Mahasiswa mempelajari Perencanaan Kawasan Agribisnis, Pembangunan Pertanian, Dinamika Pembangunan Desa, serta Demografi Terapan.
Pengetahuan tersebut membantu lulusan memahami hubungan antara sumber daya, masyarakat, kegiatan ekonomi, serta pembangunan wilayah.
Sektor Pengembangan Produk
Lulusan Agribisnis dapat bekerja pada bidang pengembangan produk.
Pekerjaan ini berkaitan dengan mencari peluang serta mengembangkan produk sesuai kebutuhan pasar.
Pengembangan dapat dilakukan dengan meningkatkan nilai tambah bahan pertanian, memperbaiki kemasan, menyesuaikan produk dengan kebutuhan konsumen, atau menciptakan konsep bisnis baru.
Pengetahuan mengenai teknologi hasil pertanian, perilaku konsumen, pemasaran, serta manajemen dapat menjadi bekal untuk memahami proses pengembangan produk.
Bidang ini dapat ditemukan pada perusahaan pengolahan hasil pertanian, industri pangan, perusahaan produk konsumen, maupun usaha yang mengembangkan produk berbasis sumber daya lokal.
Sektor Kewirausahaan
Selain bekerja di perusahaan atau lembaga, lulusan Agribisnis dapat menciptakan peluang kerja melalui usaha sendiri.
Mahasiswa mempelajari Kewirausahaan dan Etika Bisnis, Bisnis Start Up, Manajemen Agroindustri, serta Studi Kelayakan Agribisnis.
Materi tersebut membantu mahasiswa memahami proses perencanaan, pengelolaan, serta pengembangan usaha.
Usaha yang dibangun tidak harus berupa kegiatan budidaya tanaman.
Lulusan dapat membuka usaha penyediaan benih, pupuk, alat pertanian, pengolahan hasil, pengemasan produk, distribusi, perdagangan, maupun pemasaran produk pertanian.
Contohnya, lulusan dapat mengembangkan produk makanan berbahan hasil pertanian, membuka bisnis penjualan sayuran dan buah, membangun usaha distribusi produk lokal, atau menyediakan layanan yang membantu kegiatan pelaku usaha.
Kemampuan melihat peluang dan memahami kebutuhan pasar menjadi penting dalam mengembangkan usaha.

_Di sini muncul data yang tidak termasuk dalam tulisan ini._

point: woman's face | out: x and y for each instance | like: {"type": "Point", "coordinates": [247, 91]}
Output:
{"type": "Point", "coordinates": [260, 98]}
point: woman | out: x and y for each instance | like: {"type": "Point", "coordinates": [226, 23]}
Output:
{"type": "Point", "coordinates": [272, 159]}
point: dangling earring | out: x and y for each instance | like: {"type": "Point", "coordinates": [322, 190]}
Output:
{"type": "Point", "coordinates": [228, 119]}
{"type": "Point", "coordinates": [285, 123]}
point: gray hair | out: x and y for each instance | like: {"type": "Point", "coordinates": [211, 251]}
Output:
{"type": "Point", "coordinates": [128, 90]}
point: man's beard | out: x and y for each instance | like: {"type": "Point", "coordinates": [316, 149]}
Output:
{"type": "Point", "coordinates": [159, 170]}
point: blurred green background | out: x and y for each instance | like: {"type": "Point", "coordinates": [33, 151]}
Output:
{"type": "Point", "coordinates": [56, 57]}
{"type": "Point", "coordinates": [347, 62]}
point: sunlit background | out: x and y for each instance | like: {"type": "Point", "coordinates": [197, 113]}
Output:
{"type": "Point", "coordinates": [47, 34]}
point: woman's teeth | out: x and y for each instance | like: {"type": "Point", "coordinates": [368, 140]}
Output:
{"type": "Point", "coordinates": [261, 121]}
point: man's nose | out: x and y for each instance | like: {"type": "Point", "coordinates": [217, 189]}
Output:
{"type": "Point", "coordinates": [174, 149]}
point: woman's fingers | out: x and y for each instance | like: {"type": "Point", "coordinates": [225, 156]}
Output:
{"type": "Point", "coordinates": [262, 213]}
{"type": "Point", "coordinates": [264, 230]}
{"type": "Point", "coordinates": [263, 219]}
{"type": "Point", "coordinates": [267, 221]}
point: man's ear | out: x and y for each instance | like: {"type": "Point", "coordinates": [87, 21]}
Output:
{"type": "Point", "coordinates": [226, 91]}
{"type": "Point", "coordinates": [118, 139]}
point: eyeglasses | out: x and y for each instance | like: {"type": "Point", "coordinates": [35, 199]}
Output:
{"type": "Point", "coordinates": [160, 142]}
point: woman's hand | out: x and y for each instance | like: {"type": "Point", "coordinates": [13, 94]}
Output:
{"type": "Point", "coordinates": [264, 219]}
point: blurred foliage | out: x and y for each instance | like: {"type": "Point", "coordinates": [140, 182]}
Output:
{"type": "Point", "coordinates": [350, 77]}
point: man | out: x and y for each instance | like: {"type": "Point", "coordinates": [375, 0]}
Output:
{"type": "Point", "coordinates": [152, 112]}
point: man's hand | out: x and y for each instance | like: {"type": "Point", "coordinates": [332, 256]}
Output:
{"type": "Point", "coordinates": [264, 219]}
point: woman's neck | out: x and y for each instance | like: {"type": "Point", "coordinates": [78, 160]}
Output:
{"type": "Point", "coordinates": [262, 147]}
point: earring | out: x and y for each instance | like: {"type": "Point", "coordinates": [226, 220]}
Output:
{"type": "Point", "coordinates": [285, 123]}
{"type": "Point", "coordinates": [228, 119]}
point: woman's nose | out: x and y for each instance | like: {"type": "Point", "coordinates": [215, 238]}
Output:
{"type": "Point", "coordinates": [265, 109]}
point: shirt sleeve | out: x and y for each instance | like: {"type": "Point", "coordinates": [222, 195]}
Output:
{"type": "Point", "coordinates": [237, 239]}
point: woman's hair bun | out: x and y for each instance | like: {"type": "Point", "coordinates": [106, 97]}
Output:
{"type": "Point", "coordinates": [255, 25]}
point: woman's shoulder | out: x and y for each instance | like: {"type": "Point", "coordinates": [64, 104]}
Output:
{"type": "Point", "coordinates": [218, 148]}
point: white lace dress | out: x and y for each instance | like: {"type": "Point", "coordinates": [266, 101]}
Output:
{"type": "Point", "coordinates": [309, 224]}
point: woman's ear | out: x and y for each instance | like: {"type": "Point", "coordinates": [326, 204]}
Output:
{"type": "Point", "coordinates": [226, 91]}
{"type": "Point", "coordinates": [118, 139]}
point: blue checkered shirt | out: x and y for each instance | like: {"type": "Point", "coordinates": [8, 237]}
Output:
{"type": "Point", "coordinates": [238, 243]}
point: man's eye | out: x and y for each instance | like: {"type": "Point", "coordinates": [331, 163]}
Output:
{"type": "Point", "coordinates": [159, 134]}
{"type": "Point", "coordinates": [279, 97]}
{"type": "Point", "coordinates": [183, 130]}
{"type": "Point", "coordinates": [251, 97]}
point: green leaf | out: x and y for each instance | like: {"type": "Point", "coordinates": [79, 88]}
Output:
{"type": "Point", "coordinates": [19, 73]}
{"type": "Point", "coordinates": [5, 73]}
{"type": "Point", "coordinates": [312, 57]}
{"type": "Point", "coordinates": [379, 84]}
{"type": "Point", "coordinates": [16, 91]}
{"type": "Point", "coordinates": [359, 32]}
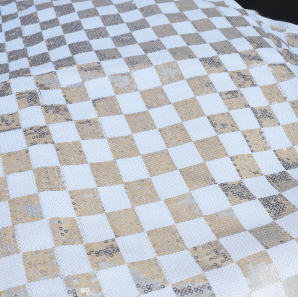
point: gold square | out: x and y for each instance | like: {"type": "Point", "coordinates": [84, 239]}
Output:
{"type": "Point", "coordinates": [201, 85]}
{"type": "Point", "coordinates": [223, 123]}
{"type": "Point", "coordinates": [16, 162]}
{"type": "Point", "coordinates": [140, 121]}
{"type": "Point", "coordinates": [224, 223]}
{"type": "Point", "coordinates": [183, 208]}
{"type": "Point", "coordinates": [189, 109]}
{"type": "Point", "coordinates": [155, 97]}
{"type": "Point", "coordinates": [25, 209]}
{"type": "Point", "coordinates": [166, 240]}
{"type": "Point", "coordinates": [49, 179]}
{"type": "Point", "coordinates": [124, 222]}
{"type": "Point", "coordinates": [159, 163]}
{"type": "Point", "coordinates": [41, 265]}
{"type": "Point", "coordinates": [65, 231]}
{"type": "Point", "coordinates": [211, 255]}
{"type": "Point", "coordinates": [197, 176]}
{"type": "Point", "coordinates": [141, 192]}
{"type": "Point", "coordinates": [86, 202]}
{"type": "Point", "coordinates": [104, 254]}
{"type": "Point", "coordinates": [106, 173]}
{"type": "Point", "coordinates": [56, 113]}
{"type": "Point", "coordinates": [211, 148]}
{"type": "Point", "coordinates": [169, 73]}
{"type": "Point", "coordinates": [123, 147]}
{"type": "Point", "coordinates": [246, 166]}
{"type": "Point", "coordinates": [70, 153]}
{"type": "Point", "coordinates": [123, 83]}
{"type": "Point", "coordinates": [175, 135]}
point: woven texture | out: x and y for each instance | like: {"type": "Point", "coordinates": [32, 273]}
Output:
{"type": "Point", "coordinates": [147, 147]}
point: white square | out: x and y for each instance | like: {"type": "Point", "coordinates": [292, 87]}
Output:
{"type": "Point", "coordinates": [149, 142]}
{"type": "Point", "coordinates": [254, 97]}
{"type": "Point", "coordinates": [114, 198]}
{"type": "Point", "coordinates": [285, 258]}
{"type": "Point", "coordinates": [199, 128]}
{"type": "Point", "coordinates": [64, 132]}
{"type": "Point", "coordinates": [260, 187]}
{"type": "Point", "coordinates": [130, 247]}
{"type": "Point", "coordinates": [56, 204]}
{"type": "Point", "coordinates": [72, 259]}
{"type": "Point", "coordinates": [97, 150]}
{"type": "Point", "coordinates": [78, 177]}
{"type": "Point", "coordinates": [169, 185]}
{"type": "Point", "coordinates": [277, 137]}
{"type": "Point", "coordinates": [212, 104]}
{"type": "Point", "coordinates": [12, 272]}
{"type": "Point", "coordinates": [21, 184]}
{"type": "Point", "coordinates": [222, 82]}
{"type": "Point", "coordinates": [117, 281]}
{"type": "Point", "coordinates": [34, 236]}
{"type": "Point", "coordinates": [234, 143]}
{"type": "Point", "coordinates": [268, 162]}
{"type": "Point", "coordinates": [228, 279]}
{"type": "Point", "coordinates": [12, 141]}
{"type": "Point", "coordinates": [96, 228]}
{"type": "Point", "coordinates": [191, 68]}
{"type": "Point", "coordinates": [185, 155]}
{"type": "Point", "coordinates": [179, 266]}
{"type": "Point", "coordinates": [195, 232]}
{"type": "Point", "coordinates": [245, 119]}
{"type": "Point", "coordinates": [165, 116]}
{"type": "Point", "coordinates": [211, 199]}
{"type": "Point", "coordinates": [115, 126]}
{"type": "Point", "coordinates": [99, 88]}
{"type": "Point", "coordinates": [142, 81]}
{"type": "Point", "coordinates": [178, 91]}
{"type": "Point", "coordinates": [131, 103]}
{"type": "Point", "coordinates": [154, 215]}
{"type": "Point", "coordinates": [132, 169]}
{"type": "Point", "coordinates": [223, 170]}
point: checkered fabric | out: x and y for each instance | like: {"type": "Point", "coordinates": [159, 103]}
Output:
{"type": "Point", "coordinates": [147, 147]}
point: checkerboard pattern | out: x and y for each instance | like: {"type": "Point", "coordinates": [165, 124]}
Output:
{"type": "Point", "coordinates": [147, 147]}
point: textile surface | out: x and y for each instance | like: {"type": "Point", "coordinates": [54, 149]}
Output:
{"type": "Point", "coordinates": [147, 147]}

Peluang Sektor Kerja Lulusan Agribisnis di Ma’soem University
Program Studi S1 Agribisnis di Ma’soem University memadukan pembelajaran mengenai pertanian dengan ekonomi, bisnis, manajemen, keuangan, pemasaran, kewirausahaan, teknologi hasil pertanian, serta pengembangan masyarakat.
Mahasiswa mempelajari berbagai mata kuliah yang mendukung pengembangan kemampuan untuk memasuki dunia kerja.

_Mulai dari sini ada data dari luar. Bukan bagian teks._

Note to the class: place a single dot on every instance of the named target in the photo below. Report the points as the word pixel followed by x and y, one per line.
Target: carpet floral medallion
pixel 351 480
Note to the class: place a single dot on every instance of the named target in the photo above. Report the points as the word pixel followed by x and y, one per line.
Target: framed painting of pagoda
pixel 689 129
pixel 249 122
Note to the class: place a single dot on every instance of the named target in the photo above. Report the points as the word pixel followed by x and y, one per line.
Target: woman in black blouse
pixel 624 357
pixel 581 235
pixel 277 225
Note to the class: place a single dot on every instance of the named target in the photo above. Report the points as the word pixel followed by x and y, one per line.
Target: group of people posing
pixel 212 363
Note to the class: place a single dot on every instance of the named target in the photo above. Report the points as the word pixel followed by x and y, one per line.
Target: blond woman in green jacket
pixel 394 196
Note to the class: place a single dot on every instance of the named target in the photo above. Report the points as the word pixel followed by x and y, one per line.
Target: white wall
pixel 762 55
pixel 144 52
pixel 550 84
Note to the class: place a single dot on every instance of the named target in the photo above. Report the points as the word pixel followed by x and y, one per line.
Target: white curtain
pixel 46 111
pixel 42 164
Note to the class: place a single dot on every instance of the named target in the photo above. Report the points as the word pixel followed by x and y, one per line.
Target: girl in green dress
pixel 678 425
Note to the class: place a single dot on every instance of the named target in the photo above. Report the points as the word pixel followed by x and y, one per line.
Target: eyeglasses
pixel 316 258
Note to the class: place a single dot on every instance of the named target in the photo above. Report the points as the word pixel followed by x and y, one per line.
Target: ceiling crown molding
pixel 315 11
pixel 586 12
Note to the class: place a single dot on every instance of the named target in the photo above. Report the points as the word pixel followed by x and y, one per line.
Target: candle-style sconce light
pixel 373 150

Materi tersebut mencakup Sistem Agribisnis, Ilmu Usahatani, Ekonomi Mikro, Ekonomi Makro, Akuntansi Agribisnis, Pembiayaan Agribisnis, serta Manajemen Produksi Agribisnis.
Pembelajaran juga mencakup Psikologi Konsumen, Kewirausahaan dan Etika Bisnis, Manajemen Agroindustri, Bisnis Start Up, Manajemen Rantai Pasok, Pemasaran Agribisnis, serta Studi Kelayakan Agribisnis.

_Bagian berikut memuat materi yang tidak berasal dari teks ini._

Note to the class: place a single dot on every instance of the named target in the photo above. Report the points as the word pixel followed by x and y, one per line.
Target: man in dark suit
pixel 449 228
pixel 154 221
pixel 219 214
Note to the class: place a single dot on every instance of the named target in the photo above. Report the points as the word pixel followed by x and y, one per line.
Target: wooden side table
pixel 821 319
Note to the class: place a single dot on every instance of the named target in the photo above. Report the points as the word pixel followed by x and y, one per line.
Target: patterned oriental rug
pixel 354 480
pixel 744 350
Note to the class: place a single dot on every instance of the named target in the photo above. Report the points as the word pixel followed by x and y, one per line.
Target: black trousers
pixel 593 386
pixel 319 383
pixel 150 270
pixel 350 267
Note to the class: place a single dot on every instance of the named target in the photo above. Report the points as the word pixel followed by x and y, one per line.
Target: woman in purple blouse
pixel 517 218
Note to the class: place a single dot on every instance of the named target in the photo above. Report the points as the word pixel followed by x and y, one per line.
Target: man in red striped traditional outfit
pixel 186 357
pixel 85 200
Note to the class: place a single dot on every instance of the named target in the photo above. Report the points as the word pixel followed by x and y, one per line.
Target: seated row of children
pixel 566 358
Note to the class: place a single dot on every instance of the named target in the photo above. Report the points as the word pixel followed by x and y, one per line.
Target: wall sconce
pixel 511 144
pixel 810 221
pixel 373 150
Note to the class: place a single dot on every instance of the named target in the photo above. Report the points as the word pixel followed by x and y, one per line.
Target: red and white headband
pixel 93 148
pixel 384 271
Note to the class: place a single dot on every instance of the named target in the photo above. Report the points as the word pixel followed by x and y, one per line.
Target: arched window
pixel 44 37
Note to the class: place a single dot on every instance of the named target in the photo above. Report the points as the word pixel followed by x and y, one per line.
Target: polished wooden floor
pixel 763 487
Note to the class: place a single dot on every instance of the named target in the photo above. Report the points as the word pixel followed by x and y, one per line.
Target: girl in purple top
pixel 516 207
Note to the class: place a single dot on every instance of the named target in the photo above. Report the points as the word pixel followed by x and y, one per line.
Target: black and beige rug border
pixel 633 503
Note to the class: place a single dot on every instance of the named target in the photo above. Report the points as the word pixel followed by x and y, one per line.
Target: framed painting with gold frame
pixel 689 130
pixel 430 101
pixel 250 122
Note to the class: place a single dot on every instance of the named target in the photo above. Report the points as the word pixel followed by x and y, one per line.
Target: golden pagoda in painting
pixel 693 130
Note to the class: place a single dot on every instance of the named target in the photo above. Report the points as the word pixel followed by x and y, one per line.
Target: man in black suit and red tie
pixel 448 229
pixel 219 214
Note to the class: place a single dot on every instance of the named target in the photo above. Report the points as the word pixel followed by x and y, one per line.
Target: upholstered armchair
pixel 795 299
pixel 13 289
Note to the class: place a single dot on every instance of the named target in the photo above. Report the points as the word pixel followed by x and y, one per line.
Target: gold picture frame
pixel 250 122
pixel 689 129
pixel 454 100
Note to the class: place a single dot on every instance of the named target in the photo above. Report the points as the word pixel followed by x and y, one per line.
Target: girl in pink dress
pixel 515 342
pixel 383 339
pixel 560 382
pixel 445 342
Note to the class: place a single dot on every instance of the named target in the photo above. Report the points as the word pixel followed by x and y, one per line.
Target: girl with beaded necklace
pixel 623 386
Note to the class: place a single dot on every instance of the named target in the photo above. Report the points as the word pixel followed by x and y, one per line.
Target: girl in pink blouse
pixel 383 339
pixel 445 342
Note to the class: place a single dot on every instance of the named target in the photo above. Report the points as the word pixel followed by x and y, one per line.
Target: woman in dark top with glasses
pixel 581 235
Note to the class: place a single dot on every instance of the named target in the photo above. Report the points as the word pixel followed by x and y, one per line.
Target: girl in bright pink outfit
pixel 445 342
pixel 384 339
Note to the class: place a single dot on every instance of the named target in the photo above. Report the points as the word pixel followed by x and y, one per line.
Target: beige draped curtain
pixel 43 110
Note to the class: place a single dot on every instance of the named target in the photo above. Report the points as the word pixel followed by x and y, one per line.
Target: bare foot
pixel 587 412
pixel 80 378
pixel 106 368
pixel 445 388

Mahasiswa juga mempelajari Komunikasi Pertanian, Penyuluhan Pertanian, Metode Pemberdayaan Masyarakat, Pembangunan Pertanian, serta Perencanaan Kawasan Agribisnis.
Berbagai materi tersebut menunjukkan bahwa lulusan Agribisnis dapat dibutuhkan pada sektor yang beragam.
Lulusan dapat mengembangkan karier pada sektor pertanian, perkebunan, hortikultura, industri pengolahan, pemasaran, perdagangan, distribusi, keuangan, perbankan, ritel, koperasi, penyuluhan, pemberdayaan masyarakat, penelitian, hingga pembangunan pertanian.
Pilihan sektor dapat disesuaikan dengan minat serta kemampuan yang dikembangkan selama kuliah.
Mahasiswa yang tertarik pada dunia bisnis dapat memperkuat kemampuan manajemen dan kewirausahaan.
Mahasiswa yang menyukai komunikasi dapat mengembangkan kemampuan pemasaran, penjualan, maupun penyuluhan.
Sementara itu, mahasiswa yang tertarik pada pengolahan hasil dapat mengembangkan kemampuan dalam bidang agroindustri dan pengembangan produk.
Mahasiswa yang menyukai analisis dapat memperdalam kemampuan statistika, penelitian, serta pengolahan data.
Dengan pembelajaran yang menghubungkan pertanian dan bisnis, lulusan Agribisnis memiliki kesempatan untuk berkarier pada berbagai sektor maupun membangun usaha sesuai dengan minat dan kemampuan yang dimiliki.